Pay, Performance Link Weakens

December 18, 2000 ( - Employers are increasingly turning to non-monetary rewards to recruit and retain employees as workers continue to express a preference for recognition and advancement, according to a new study.

In fact, only about a quarter (24%) of employers view rewards as an incentive to improve performance, according to the fifth annual Watson Wyatt Strategic Rewards survey.

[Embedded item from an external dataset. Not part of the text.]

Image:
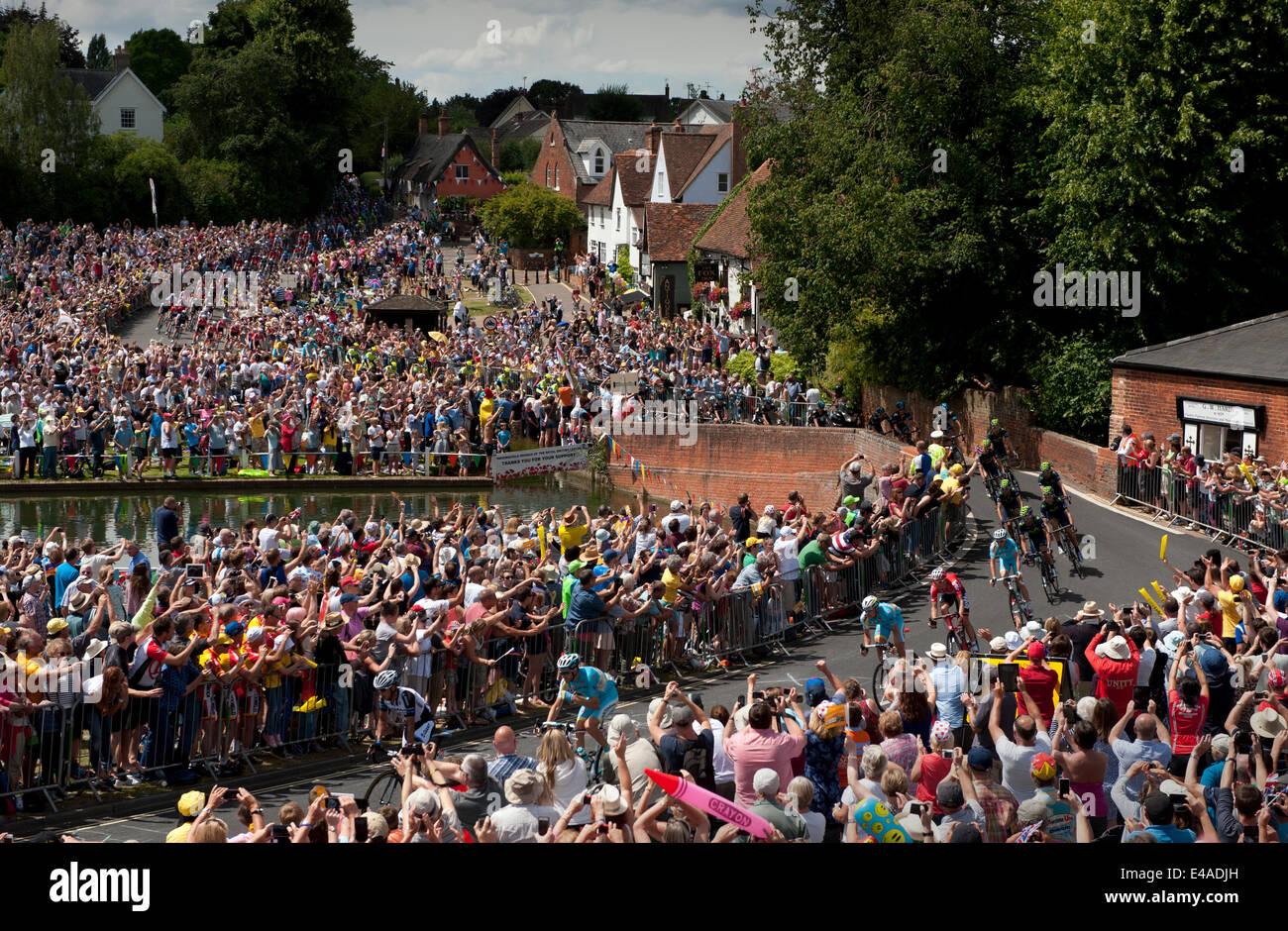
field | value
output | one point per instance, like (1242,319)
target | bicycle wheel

The most common non-monetary rewards this year were:

  • advancement opportunities (76%, up from 60% a year ago)
  • flexible work schedules (73%, up from 64%)
  • opportunities to learn new skills (68%, up from 62% last year)

Pay Raise?

Top employee performers were asked to rank the most effective reward programs. The top five for workers under 30 were:

  • Opportunity to develop skills
  • Opportunity for promotion
  • Compensation
  • Vacation/paid time off
  • Type of people/culture

On the other hand, in considering a new job,

  • compensation was rated as one of the top three attracting factors for all demographic groups
  • benefits were rated in the top three for all groups, except for those under 30
  • having the opportunity to develop skills was rated in the top five for all groups

Y2K Shift

Nearly half (48%) of employers surveyed offered stock options/grants to employees, while a third (35%) offer group incentives and 29% provide project incentives. With the passing of Y2K, there was a significant move away from technical pay premiums and paying above market that characterized that unique retention challenge.

The survey included responses of 410 employers.